Transcriptome‐based analyses of EADB reveal new insights into Alzheimer's disease

Background For the majority of Alzheimer’s disease (AD) genetic risk loci, the mechanism of action of variants or genes in AD pathophysiology remains unidentified. One way to approach this is to investigate the downstream effects of AD‐associated variants on molecular phenotypes such as expression and splicing. By integrating EADB and AD‐relevant brain expression and splicing data we performed the largest transcriptomic investigation of AD GWAS to date. Method We generated both eQTL and sQTL catalogues on six AD‐relevant brain regions by integrating whole‐genome sequencing (WGS) genotypes of a total of 1067 individuals with 1552 brain RNA‐Seq samples after quality control, available at AMP‐AD Knowledge Portal. We quantified expression and splicing using GTEx and Leafcutter pipelines, and used enhanced FastQTL to perform linear regression of WGS genotypes against normalized molecular phenotypes with adjustment for sex, genetic and transcriptomic principal components. We investigated the overlap between AD‐associated EADB GWAS variants and e/sQTL variants. We then generated expression and splicing weight panels using these catalogues and conducted expression and splicing TWAS for AD on summary statistics of the EADB GWAS including 100,000 Europeans. Long‐read nanopore sequencing was performed using 60 lymphoblastoid cell lines, 18 frontal cortex BA10 and 16 hippocampal cDNA samples on a MinION platform to further study complex splicing events.

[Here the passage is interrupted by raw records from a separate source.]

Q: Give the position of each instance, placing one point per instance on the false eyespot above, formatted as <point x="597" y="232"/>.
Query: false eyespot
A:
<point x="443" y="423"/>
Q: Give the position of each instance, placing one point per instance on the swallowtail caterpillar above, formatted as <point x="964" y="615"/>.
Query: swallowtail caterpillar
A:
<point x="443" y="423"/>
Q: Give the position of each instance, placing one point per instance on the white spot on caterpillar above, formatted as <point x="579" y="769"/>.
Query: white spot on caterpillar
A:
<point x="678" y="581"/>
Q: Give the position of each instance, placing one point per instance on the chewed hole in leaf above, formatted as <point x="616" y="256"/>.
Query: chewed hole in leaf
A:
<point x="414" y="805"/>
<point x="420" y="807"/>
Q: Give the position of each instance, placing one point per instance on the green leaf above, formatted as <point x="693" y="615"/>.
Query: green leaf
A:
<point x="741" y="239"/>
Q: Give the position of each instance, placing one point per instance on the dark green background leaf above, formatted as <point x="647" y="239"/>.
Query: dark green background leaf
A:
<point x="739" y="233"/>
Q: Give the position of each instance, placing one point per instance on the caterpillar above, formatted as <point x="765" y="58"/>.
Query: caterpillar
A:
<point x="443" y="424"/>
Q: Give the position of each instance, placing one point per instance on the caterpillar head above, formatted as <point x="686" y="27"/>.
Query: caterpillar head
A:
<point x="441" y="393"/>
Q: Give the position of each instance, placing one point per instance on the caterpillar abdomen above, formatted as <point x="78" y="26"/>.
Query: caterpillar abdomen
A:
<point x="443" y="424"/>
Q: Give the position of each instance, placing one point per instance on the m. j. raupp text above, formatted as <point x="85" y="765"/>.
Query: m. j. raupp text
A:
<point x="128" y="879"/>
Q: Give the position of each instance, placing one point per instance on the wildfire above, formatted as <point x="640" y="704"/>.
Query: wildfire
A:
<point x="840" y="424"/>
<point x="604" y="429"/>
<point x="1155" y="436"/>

Result We identified 1225 genome‐wide significant variants that overlap with a significant eQTL (associated with 175 genes) and 525 genome‐wide significant variants that overlap with a significant sQTL (associated with 260 splice junctions) in at least one of the six catalogues created. Expression and splicing TWAS confirmed known AD‐associated genes and highlighted new genes in novel loci, including a gene on chromosome 10 located within one of the most significant novel loci of EADB GWAS, whose TWAS‐associated splice junctions ( P  = 7.24 × 10 −10 and 7.33 × 10 −10 in MayoRNASeq TCX and ROSMAP DLPFC TWAS) are hinting at novel cryptic exons, which we confirmed by Nanopore sequencing, within its functional domain. Conclusion Our results indicate that in addition to eQTLs, part of AD GWAS loci can be explained by sQTLs that are understudied in the field; and together these catalogues provide a valuable resource for understanding the genes involved in AD.